During the war, refugees from the surrounding villages arrived in Pashisha, and the number of Jews rose to 2,980 out of 4,850 residents. The Nazis surrounded an area of the town with wire fences, and designated it as the Jewish ghetto. The Jews of the town were ordered to move to the ghetto. On October 27 to 31, 1942, a selection was held in the ghetto. The old and sick Jews were murdered on the spot, and the boys and healthy adults were deported to the Treblinka extermination camp, where most of them were murdered. Only about a hundred Jews were allowed to stay in the ghetto, and the Nazis employed them in sorting the property left behind by the ghetto residents. Finally, only about 20 of the Jews of Pashisha survived the Holocaust. Less than one percent!
More tourist sites
If we come to Pashisha it is worth visiting other sites in its vicinity. One of them is the farm in the town of Radom, about half an hour’s drive away. This is an open museum of small wooden houses that remained as they were 250 years ago, and inside them are objects from the daily life of the villagers.
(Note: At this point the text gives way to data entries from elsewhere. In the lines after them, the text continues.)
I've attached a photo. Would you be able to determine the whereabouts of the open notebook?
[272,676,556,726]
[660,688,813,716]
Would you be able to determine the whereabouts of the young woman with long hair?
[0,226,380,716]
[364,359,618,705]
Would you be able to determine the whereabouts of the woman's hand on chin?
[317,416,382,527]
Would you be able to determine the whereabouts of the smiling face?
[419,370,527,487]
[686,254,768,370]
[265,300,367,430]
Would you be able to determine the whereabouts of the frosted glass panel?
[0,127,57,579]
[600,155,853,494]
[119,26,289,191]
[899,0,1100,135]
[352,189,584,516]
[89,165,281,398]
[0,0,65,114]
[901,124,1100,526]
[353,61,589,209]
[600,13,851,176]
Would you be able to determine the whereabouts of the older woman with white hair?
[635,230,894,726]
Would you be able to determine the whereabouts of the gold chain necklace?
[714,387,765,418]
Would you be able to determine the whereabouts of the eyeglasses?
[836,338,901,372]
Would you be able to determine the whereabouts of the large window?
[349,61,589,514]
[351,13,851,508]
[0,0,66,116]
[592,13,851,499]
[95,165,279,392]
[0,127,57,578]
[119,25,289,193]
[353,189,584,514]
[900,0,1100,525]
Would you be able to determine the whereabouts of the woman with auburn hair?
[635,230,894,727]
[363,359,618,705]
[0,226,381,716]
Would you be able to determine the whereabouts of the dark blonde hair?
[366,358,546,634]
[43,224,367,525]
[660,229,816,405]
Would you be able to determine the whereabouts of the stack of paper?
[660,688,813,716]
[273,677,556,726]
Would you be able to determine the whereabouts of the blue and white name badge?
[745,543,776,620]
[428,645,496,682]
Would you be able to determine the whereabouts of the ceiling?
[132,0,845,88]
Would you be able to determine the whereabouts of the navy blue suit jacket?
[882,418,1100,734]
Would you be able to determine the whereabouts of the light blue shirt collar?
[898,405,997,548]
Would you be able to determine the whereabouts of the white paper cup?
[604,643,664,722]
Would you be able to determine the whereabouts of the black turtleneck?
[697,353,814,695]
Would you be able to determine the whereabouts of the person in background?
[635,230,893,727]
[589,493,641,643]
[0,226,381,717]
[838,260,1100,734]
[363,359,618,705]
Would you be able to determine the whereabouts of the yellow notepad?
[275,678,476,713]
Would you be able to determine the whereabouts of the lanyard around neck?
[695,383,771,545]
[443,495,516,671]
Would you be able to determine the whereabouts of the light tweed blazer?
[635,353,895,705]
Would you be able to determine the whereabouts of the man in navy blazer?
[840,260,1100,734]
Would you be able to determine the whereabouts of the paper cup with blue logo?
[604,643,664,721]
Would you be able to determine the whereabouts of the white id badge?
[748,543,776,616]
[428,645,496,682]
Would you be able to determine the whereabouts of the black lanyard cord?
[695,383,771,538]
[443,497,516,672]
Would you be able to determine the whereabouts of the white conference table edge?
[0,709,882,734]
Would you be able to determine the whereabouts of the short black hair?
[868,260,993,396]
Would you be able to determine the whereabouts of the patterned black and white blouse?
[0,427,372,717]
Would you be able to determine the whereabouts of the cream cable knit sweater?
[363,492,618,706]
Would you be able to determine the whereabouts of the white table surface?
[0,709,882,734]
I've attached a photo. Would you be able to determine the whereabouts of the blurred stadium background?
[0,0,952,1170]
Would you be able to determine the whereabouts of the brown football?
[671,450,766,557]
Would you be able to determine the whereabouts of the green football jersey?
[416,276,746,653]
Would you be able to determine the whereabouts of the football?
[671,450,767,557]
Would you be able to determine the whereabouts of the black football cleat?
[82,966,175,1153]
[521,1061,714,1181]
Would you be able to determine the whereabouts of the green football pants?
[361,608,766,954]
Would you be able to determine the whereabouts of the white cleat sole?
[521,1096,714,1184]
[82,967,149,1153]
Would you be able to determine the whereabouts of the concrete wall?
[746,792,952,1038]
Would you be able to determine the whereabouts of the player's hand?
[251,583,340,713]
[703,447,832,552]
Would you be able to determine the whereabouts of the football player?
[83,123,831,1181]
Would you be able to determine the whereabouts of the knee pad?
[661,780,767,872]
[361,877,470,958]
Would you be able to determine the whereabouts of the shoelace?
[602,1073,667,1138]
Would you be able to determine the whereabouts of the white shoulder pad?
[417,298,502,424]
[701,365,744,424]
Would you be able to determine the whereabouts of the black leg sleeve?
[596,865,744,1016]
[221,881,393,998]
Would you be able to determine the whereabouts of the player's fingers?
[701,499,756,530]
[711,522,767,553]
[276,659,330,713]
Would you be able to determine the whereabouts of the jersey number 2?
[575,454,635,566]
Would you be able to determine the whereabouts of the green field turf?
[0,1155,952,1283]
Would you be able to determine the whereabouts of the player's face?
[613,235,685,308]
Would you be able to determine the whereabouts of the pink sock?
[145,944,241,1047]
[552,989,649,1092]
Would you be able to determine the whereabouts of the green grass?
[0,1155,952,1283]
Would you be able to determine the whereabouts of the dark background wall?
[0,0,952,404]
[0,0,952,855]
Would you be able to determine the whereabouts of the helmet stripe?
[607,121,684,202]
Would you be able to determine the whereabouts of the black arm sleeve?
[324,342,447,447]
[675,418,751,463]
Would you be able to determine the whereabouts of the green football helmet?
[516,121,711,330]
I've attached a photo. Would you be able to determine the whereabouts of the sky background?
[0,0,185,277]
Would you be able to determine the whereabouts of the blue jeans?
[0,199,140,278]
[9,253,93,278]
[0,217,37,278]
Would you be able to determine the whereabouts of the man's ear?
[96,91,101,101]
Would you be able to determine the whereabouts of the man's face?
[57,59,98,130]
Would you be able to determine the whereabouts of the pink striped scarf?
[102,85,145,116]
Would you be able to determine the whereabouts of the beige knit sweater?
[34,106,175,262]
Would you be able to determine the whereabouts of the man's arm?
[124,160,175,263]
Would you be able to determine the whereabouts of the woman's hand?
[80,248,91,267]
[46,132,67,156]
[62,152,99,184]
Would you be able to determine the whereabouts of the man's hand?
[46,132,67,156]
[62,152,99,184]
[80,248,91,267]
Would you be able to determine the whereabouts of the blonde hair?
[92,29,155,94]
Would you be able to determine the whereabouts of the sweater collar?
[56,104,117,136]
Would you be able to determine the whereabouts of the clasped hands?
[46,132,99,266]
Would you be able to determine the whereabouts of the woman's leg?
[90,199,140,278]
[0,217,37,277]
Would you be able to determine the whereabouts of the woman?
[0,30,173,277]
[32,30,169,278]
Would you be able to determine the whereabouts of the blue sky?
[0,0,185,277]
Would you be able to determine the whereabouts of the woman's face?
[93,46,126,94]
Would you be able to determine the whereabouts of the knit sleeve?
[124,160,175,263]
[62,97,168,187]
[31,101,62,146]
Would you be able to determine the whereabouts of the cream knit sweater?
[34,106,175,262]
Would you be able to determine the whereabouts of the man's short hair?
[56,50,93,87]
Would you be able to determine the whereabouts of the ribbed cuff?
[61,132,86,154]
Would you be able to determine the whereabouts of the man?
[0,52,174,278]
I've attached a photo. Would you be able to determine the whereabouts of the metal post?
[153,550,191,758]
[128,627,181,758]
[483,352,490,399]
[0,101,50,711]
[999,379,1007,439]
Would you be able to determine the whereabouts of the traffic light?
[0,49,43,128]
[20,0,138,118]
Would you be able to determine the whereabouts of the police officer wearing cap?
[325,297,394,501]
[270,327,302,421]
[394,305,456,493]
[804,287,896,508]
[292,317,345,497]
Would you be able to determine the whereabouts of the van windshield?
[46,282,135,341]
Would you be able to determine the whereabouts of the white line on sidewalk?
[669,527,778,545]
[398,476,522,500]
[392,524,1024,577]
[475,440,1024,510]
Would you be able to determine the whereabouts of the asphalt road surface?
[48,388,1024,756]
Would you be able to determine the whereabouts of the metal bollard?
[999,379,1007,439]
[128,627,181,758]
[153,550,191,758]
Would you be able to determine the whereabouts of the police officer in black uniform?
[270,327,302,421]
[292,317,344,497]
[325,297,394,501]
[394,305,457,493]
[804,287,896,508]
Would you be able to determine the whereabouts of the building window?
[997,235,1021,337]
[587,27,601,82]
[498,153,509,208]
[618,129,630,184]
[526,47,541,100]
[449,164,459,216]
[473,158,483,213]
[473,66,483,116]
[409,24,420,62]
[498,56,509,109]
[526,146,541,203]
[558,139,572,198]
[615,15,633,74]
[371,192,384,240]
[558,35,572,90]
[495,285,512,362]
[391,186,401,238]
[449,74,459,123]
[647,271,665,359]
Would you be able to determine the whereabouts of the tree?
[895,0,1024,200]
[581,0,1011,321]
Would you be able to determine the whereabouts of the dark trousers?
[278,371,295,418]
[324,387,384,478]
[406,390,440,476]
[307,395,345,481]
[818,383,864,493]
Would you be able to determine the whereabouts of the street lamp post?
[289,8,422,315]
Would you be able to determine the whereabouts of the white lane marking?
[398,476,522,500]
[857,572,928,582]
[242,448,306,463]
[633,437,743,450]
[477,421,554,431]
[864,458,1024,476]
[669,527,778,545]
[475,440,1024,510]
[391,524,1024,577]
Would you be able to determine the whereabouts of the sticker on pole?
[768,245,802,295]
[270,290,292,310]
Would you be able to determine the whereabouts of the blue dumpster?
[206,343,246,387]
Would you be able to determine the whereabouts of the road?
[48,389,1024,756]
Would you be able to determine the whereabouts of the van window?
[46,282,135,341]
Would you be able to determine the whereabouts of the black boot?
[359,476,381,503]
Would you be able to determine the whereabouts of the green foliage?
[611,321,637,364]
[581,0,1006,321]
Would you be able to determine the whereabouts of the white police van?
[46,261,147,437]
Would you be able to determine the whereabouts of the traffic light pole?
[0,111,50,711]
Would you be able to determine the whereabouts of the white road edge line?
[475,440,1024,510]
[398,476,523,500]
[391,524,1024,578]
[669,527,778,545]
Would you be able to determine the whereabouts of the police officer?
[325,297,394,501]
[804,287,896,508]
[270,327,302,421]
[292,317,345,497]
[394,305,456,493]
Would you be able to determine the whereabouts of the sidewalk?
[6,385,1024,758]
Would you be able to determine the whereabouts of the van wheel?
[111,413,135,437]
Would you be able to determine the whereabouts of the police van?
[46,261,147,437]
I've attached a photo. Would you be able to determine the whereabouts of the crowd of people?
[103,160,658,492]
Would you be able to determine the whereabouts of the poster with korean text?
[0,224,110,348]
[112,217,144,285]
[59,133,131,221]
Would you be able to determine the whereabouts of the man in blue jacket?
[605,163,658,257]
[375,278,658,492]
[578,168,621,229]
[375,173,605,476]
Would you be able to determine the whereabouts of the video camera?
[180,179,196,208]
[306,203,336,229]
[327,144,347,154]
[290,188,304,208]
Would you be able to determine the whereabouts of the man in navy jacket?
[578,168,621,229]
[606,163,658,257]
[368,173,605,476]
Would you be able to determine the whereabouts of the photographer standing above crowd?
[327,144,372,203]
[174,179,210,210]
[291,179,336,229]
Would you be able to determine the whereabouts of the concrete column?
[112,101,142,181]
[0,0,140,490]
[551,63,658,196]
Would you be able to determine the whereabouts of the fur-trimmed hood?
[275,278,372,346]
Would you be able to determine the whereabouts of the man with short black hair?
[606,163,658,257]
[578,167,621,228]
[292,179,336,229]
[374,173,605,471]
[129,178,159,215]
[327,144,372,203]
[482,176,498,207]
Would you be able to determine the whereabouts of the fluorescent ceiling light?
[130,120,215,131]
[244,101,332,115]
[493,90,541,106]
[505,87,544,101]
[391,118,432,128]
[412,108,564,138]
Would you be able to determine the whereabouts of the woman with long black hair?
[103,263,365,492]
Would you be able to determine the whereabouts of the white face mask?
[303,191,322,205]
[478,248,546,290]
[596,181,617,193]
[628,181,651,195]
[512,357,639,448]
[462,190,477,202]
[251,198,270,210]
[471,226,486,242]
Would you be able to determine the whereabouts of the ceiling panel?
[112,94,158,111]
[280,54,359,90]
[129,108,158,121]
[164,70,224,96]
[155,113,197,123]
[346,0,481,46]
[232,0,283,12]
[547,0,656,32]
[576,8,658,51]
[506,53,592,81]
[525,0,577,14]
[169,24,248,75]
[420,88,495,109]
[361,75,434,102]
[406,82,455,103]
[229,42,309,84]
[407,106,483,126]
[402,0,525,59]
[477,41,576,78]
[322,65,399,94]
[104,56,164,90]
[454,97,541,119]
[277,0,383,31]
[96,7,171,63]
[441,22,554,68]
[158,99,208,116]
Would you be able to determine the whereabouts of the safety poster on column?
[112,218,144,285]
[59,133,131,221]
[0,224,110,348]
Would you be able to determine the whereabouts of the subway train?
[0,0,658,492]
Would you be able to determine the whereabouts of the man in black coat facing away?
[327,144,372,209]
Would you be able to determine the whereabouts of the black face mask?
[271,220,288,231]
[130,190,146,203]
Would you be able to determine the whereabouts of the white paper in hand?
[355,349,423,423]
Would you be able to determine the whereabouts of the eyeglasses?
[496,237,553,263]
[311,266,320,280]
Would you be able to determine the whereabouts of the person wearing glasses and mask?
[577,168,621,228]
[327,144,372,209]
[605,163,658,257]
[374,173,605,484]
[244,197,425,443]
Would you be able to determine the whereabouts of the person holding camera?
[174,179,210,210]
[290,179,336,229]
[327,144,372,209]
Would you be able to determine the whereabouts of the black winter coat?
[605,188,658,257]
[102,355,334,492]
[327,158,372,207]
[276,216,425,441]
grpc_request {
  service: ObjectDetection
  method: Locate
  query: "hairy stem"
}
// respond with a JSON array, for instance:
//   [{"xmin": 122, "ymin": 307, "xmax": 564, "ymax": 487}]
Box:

Inside the houses an ancient smell. From the walls and the wooden floor comes an old smell of fine moss. Between the houses roam animals, cows, roosters, ducks and the like. By visiting this place we will feel as if we traveled backwards through the time tunnel to the time of Rabbi Simcha Bonim. It is recommended to bring the book ‘Voice of Joy’ from home, and to take a corner in one of the huts to study Torah innovations in the spirit of Hasidism written in this area.
Radom is known for the town’s rabbi, Shmuel Mohliber, one of the leaders of the ‘Zion Lovers Association’. He was one of the founders of the Mezkerat Batia colony, and one of the leaders of the supporters of the sale permit that allowed the continuation of the tillage in the Shemita year.
In 1936, a group of the “Mizrachi Pioneers” operated in Bardom, whose members were graduates of the nests of the “Religious Guardian” in Bialystok and the region. They joined the religious Alia kibbutz ‘Rashit’, ‘Teri Asar’, and ‘Lamerhav’. Next to the kibbutz, “Haganah” shooting training was held, to train the immigrants to integrate into Israel’s Haganah. Most of the members of “Rashit” immigrated to Israel and joined the “Abraham Group” which founded Kfar Etzion. During the War of Independence, five members of the group were also killed in battles in Kfar Etzion.
Peschisha and Radom (and nearby Bialystok) also have a part in the history of religious Zionism, and we should also visit there.